To run your new rule you can either specify the desired output explicitly via commandline, e.g., snakemake “results/post_processing_<…>.png” … or alter the default rule:

rule all:
    input: expand("results/post_processing_{params}.png", params=paramspace.instance_patterns)

Of course you can have as many rules as you want after the simulation, just make sure that Snakemake can build a rule graph by going from the output of one rule to the input of the next rule, ending at the input of the target rule all.

Note

Note the expand() function in the all rule. This can be used to declare that all instances of the parameter space are meant. Further information can be found here.

Recommendations on how to structure scripts for Snakemake

For effective use with Snakemake, your scripts should parametrise aspects of the execution that Snakemake is supposed to organise. Most importantly, these are the input and output filenames but could also be other parameters as seen above. This can be facilitated by putting all your functional code into a def main(input_filename, output_filename, **further_parameters) function. The only “free” code in your script should handle the parameter extraction from the snakemake object and call main(…) with the pertinent values.

import sys

def main(input_filename, output_filename, **further_parameters):
    # Put your post-processing here.
    # Take the data from the input_filename(s).
    # Save the results to output_filename(s).
    # Free free to define further functions and use them in here.
    pass

if __name__ == "__main__":

    # Handle parameter extraction.
    try:
        # If we're running from within Snakemake,
        # there is a `snakemake` object in the global namespace
        # that we can get our parameters from.

        input_filename = snakemake.input[0]
        # ...

    except NameError:
        # If we got this error,
        # likely there was no `snakemake` object in the namespace.
        # We need to do something else to get our parameters:

        input_filename = sys.argv[1]  # use commandline arguments
        # ...

        # or something more elaborate like argparse, etc.

    # Start the post-processing independent of how we extracted the parameters.
    main(input_filename, output_filename, **further_parameters)

The above code snippet defines a main() function where you can put your post-processing code. The free code of the script is guarded by an if __name__ == “__main__” clause (see here for an explanation). It consists of two parts extracting the parameters and calling the main(…) function.

The snippet uses a try: … except: … clause to guard against the case where we are not actually running from within Snakemake. The suggested alternative takes arguments from the commandline but other things like raising an Exception or using defaults would work. Having this fallback mechanism comes in handy for debugging and manual testing because we don’t need to fire up Snakemake whenever we want to test something.

Cluster execution

To perform this evaluation on the cluster, add the required resource to the “config.yaml”. For example, like this:

set-resources:
  post_processing: # resources for post processing
    slurm_partition: "defq"
    runtime: 20
    nodes: 1
    ntasks: 1
    mem_mb: 5000

Running on a generic cluster

If you want to run on a cluster other than hemera that doesn’t use the slurm scheduler, check the snakemake plugin catalog if there is an executor plugin for your batch system. If there is no executor plugin for your batch system, you can use the generic cluster execution.

Warning

In any case, the Snakefile must be adapted to the specific cluster.
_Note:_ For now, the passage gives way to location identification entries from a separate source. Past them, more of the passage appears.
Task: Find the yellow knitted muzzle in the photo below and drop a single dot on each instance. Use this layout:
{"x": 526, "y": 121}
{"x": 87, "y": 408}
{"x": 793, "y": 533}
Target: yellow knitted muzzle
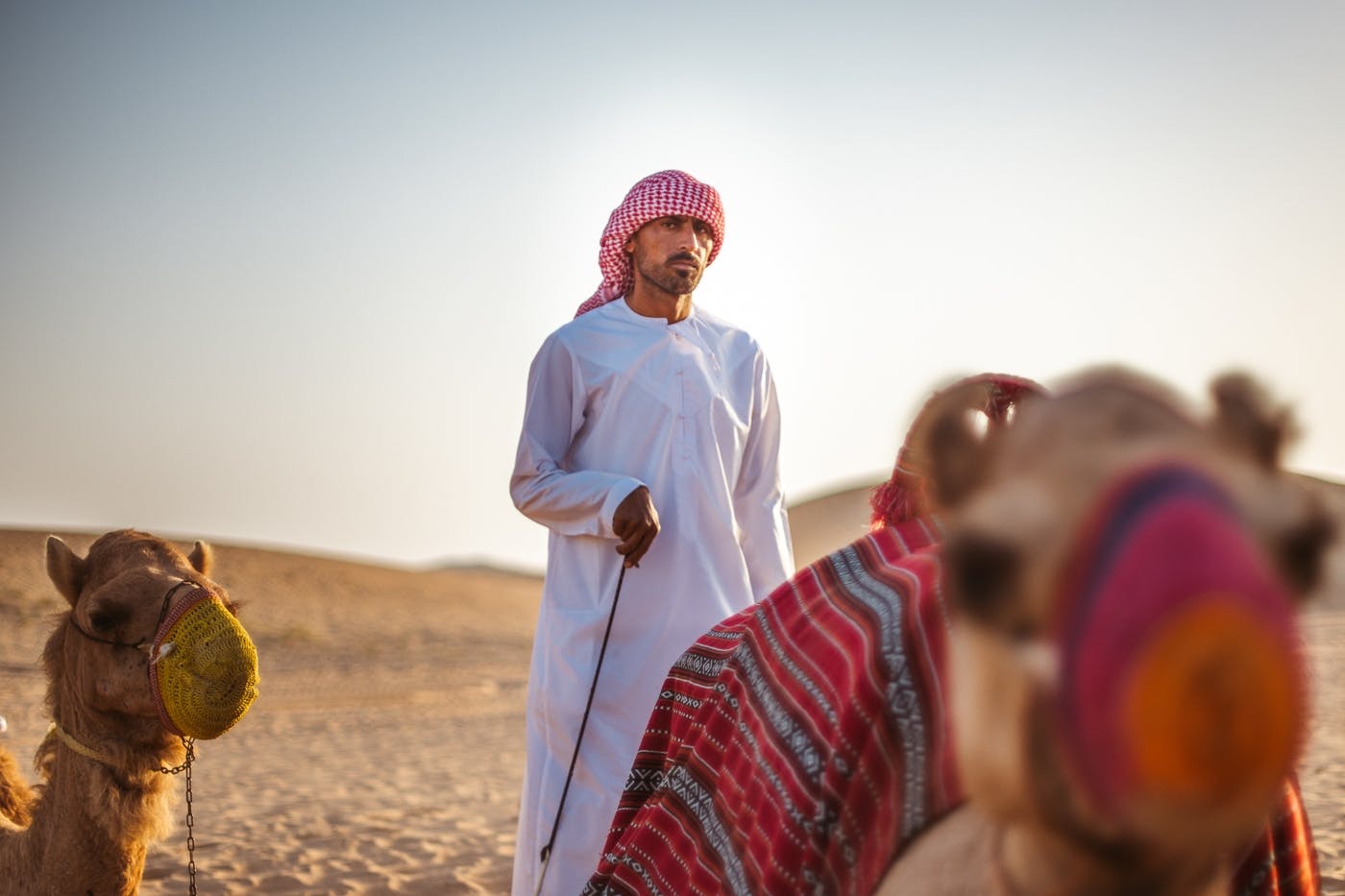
{"x": 204, "y": 667}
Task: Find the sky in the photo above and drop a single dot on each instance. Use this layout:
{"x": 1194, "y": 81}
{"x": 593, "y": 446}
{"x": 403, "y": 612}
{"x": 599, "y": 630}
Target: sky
{"x": 273, "y": 274}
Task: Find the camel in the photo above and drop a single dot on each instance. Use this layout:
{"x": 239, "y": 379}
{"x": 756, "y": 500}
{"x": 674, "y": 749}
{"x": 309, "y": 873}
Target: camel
{"x": 148, "y": 657}
{"x": 1125, "y": 682}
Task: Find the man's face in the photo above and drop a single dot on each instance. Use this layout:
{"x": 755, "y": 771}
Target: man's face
{"x": 672, "y": 254}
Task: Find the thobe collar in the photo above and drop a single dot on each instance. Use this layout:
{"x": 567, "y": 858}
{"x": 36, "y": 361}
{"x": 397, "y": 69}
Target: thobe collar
{"x": 625, "y": 312}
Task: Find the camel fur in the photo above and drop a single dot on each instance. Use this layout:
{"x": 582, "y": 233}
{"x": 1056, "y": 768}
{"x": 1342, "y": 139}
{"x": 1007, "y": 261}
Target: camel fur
{"x": 87, "y": 825}
{"x": 1015, "y": 500}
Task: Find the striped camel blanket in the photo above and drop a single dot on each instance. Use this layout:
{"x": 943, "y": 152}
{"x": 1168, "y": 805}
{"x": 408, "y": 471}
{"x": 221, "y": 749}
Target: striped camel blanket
{"x": 799, "y": 745}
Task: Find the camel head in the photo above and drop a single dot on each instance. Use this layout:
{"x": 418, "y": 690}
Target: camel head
{"x": 151, "y": 647}
{"x": 1125, "y": 666}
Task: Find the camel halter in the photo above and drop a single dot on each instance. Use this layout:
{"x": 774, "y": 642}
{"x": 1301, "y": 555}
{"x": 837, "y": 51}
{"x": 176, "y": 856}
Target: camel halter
{"x": 199, "y": 720}
{"x": 195, "y": 640}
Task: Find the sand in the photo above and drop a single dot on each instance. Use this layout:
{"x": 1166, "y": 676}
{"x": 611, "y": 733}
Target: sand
{"x": 385, "y": 752}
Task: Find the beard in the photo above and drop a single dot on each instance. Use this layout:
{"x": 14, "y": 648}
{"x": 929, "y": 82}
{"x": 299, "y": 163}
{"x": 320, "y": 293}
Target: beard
{"x": 670, "y": 280}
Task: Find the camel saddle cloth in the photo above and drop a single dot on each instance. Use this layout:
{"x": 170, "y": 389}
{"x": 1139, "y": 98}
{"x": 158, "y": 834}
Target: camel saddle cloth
{"x": 800, "y": 744}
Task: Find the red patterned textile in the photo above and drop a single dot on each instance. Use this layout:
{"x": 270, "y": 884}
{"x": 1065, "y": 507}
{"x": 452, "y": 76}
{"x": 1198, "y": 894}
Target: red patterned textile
{"x": 802, "y": 742}
{"x": 799, "y": 741}
{"x": 666, "y": 193}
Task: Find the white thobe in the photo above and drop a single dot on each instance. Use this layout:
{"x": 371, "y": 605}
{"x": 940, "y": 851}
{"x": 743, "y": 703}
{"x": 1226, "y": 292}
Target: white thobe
{"x": 615, "y": 401}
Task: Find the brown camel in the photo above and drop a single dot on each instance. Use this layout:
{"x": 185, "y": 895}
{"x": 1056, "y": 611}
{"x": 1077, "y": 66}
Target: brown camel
{"x": 1125, "y": 684}
{"x": 148, "y": 655}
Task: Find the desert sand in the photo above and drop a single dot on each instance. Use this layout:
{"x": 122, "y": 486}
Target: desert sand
{"x": 386, "y": 750}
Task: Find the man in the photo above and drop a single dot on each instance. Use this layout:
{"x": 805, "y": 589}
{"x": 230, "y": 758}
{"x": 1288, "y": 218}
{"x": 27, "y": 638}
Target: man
{"x": 649, "y": 439}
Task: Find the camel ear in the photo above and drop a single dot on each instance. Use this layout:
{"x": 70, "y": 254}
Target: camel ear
{"x": 1248, "y": 422}
{"x": 202, "y": 557}
{"x": 64, "y": 569}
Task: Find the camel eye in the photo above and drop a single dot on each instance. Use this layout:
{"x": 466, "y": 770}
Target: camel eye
{"x": 982, "y": 574}
{"x": 1301, "y": 552}
{"x": 105, "y": 618}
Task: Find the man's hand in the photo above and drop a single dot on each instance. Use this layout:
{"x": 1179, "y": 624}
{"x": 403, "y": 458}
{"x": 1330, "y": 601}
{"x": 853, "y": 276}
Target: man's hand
{"x": 635, "y": 522}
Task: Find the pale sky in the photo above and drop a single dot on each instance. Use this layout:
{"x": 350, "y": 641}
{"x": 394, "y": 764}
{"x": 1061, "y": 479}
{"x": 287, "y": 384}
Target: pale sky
{"x": 273, "y": 274}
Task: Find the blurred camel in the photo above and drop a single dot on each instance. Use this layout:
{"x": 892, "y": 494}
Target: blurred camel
{"x": 1126, "y": 688}
{"x": 148, "y": 655}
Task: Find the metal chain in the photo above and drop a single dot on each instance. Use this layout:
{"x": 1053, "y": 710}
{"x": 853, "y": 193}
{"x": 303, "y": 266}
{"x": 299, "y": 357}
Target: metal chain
{"x": 190, "y": 742}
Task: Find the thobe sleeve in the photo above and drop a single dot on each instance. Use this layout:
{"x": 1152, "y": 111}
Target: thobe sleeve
{"x": 757, "y": 496}
{"x": 568, "y": 502}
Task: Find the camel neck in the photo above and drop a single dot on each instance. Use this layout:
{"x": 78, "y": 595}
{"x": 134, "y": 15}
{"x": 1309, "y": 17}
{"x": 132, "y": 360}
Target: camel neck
{"x": 1028, "y": 859}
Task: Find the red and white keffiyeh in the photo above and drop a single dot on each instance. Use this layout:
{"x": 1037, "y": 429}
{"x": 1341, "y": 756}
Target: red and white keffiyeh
{"x": 666, "y": 193}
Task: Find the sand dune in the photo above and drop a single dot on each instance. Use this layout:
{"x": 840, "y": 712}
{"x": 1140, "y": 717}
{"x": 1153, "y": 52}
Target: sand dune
{"x": 386, "y": 750}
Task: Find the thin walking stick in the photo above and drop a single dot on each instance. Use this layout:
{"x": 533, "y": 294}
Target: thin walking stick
{"x": 569, "y": 775}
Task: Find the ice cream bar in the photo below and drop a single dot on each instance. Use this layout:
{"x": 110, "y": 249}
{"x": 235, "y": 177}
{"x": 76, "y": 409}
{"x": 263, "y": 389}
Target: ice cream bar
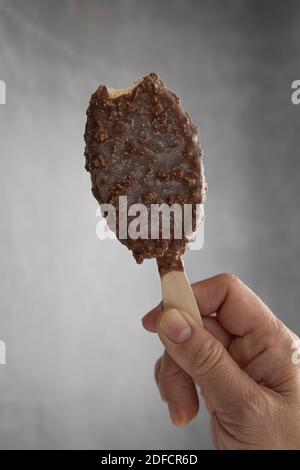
{"x": 141, "y": 144}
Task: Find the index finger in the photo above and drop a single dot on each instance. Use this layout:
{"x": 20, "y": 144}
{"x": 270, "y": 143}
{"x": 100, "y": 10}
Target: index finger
{"x": 239, "y": 310}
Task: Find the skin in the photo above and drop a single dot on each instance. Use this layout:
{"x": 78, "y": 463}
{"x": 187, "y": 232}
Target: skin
{"x": 245, "y": 360}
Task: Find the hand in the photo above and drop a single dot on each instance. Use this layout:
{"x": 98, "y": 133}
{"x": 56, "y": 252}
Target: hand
{"x": 243, "y": 360}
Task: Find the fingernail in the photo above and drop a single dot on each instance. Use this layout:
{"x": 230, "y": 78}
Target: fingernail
{"x": 151, "y": 312}
{"x": 175, "y": 414}
{"x": 174, "y": 326}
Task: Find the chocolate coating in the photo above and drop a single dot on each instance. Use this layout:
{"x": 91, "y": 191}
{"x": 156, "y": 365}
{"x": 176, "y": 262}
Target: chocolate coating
{"x": 143, "y": 145}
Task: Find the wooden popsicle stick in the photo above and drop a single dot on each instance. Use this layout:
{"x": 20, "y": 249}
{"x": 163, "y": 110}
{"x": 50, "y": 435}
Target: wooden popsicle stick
{"x": 177, "y": 293}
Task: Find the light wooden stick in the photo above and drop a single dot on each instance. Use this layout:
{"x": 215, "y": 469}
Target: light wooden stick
{"x": 177, "y": 293}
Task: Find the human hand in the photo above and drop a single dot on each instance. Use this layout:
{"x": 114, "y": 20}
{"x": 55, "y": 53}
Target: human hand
{"x": 241, "y": 360}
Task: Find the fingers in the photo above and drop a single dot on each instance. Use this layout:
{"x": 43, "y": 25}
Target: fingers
{"x": 238, "y": 309}
{"x": 205, "y": 359}
{"x": 177, "y": 389}
{"x": 210, "y": 323}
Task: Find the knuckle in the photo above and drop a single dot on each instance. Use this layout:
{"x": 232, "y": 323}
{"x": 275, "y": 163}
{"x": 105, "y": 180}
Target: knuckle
{"x": 230, "y": 278}
{"x": 206, "y": 357}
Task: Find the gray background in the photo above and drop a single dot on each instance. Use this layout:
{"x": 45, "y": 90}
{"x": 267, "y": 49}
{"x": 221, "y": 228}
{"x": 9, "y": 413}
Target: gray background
{"x": 79, "y": 365}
The “Snakefile_LSF” is an example for running on a LSF cluster (e.g. Summit) using the generic cluster executer.

To use it:
  • Install snakemake-executor-plugin-cluster-generic plugin.

  • Adapt the executor and add submit command in the config.yaml:

executor: cluster-generic
cluster-generic-submit-cmd: "'bsub -P {resources.proj} -nnodes {resources.nodes} -W {resources.walltime}'"
set-resources:
  compile: # define resources for picongpu compile
    proj: "csc999" # change to your project!
    walltime: 120
    nodes: 1
  • Start workflow with

snakemake --profile .

Note

Recently an LSF executor plugin has been developed which has not been tested with the PIConGPU workflow. If you have access to a LSF cluster, give it a try.